Over the last couple of days MSNBC’s Keith Olbermann has aired interviews with former National Security Agency employee Russell Tice that have shed a great deal of light on large-scale surveillance and data acquisition conducted during the Bush Administration. For those of you interested in the short version of the story, it boils down to two things:
1) Systemic, pervasive surveillance of ALL (that’s everything, everywhere!) electronic communications was conducted by the NSA and that the metadata gained from it was used to make possible targeted surveillance of particular people and groups.
2) Those groups included the news media: despite what Tice was told initially about how his work would be used to exclude certain groups, he eventually realized that it was actually being using to include them. These targeted people and groups were then subjected to a higher level of surveillance: that is, not only was the metadata acquired and stored, but the data — the actual content of every email, every IM, every phone call, every fax, everything — was acquired and stored.
For those of you with more than a passing interest in this sort of thing, the following paragraphs will explain the techniques and the technology that make such massive spying possible.

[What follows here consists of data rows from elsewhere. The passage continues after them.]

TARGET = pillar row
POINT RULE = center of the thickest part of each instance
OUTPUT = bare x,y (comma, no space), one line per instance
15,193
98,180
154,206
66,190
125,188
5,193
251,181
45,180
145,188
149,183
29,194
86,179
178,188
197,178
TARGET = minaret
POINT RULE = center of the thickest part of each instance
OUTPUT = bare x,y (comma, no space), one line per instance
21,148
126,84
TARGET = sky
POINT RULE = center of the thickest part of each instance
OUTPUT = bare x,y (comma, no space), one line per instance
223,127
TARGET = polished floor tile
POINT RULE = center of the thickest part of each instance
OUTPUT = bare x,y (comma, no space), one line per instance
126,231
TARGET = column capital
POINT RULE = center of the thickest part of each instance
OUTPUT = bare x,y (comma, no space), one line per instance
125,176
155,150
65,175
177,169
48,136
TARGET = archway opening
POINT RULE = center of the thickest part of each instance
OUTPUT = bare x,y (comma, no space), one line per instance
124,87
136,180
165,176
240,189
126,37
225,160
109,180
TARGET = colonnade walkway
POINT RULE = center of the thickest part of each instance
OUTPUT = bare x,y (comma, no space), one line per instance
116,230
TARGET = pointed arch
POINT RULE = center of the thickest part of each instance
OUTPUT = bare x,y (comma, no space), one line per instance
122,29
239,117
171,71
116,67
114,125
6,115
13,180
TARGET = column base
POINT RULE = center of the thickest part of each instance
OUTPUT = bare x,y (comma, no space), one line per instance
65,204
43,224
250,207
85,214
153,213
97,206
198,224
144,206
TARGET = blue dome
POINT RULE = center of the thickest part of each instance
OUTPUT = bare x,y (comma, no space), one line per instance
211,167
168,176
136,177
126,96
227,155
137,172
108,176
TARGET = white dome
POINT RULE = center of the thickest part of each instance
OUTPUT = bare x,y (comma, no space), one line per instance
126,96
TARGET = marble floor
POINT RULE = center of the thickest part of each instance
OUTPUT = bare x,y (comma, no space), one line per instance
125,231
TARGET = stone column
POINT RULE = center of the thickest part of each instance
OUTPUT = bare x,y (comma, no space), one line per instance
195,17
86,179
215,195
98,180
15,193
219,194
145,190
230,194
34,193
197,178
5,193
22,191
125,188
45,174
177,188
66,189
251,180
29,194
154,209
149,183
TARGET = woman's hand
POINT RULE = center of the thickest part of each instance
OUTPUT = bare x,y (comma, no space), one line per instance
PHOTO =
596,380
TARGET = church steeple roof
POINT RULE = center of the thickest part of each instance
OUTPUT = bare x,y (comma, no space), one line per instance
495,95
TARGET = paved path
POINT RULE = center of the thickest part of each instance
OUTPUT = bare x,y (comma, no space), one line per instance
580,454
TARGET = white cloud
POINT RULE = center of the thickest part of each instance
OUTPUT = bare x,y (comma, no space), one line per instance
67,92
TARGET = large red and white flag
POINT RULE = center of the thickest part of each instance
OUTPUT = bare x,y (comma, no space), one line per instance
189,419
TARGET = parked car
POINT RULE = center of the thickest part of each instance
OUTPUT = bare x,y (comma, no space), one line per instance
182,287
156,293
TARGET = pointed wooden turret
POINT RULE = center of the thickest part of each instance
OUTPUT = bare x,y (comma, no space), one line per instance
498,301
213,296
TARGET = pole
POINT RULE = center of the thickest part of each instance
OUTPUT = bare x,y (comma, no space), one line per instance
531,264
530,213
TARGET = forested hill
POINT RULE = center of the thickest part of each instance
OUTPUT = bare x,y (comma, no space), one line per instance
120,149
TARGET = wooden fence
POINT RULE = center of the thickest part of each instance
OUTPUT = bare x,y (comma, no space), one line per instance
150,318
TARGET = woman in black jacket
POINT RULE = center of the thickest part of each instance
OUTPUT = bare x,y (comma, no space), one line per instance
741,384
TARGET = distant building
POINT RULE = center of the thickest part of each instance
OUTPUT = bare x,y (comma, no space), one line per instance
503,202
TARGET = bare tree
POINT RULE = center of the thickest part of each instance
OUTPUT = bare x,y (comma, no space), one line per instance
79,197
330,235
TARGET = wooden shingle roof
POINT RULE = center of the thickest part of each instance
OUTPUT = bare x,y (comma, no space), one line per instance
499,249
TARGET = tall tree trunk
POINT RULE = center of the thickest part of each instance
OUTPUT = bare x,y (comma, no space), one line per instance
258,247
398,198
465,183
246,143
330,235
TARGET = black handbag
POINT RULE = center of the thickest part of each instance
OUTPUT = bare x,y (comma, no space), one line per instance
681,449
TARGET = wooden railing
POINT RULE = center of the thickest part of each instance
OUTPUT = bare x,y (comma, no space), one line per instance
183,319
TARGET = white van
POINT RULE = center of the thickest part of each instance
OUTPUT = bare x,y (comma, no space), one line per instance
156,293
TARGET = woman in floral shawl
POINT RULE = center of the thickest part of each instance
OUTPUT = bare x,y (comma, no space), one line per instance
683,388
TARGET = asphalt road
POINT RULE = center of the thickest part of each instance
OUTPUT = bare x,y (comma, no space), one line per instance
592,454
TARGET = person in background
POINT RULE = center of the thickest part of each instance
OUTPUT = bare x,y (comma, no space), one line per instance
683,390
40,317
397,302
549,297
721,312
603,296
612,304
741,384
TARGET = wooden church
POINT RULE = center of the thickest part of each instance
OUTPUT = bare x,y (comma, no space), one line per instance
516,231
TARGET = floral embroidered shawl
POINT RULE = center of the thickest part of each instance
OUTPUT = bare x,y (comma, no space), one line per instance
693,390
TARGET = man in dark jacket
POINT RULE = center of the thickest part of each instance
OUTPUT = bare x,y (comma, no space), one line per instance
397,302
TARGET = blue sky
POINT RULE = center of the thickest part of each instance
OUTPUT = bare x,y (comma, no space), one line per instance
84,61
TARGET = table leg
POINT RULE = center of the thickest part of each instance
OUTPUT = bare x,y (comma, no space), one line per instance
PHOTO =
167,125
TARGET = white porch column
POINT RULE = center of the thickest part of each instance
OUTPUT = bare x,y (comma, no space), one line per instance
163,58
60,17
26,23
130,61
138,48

The “rap” on government wiretaps and electronic surveillance has always been that, while it was possible to collect massive quantities of data,—there were literally boxcars full of raw (unheard) tape recordings stored at the NSA facility in Ft. Meade, Md. during the Cold War—actually making sense (or even reviewing) of what was collected was another story altogether. The NSA actually picked up conversations that could have been used to disrupt the 9/11 terrorists; they weren’t listened to until after the attack.
Advances in technology have made massive collection of electronic communications possible and made the process of actually retrieving useful data for analysts quick and easy. Blogger Rider on the Storm over at the Daily Kos provides what I’ve found to be the most painless description of how this process works:
The two tiers of surveillance that Mr. Tice described consist of all-encompassing metadata acquisition and more tightly focused data acquisition. Here’s an example of how that might work: suppose you know that The Bad Guys all picked up a certain brand of cheap digital camera and that’s what they’re using to take pictures of potential targets and share them. Suppose that this particular model of camera has a default setting of 1846×948 pixels, and suppose that The Bad Guys are transferring these files around via email, using accounts on free mail providers like Yahoo and Hotmail and Gmail.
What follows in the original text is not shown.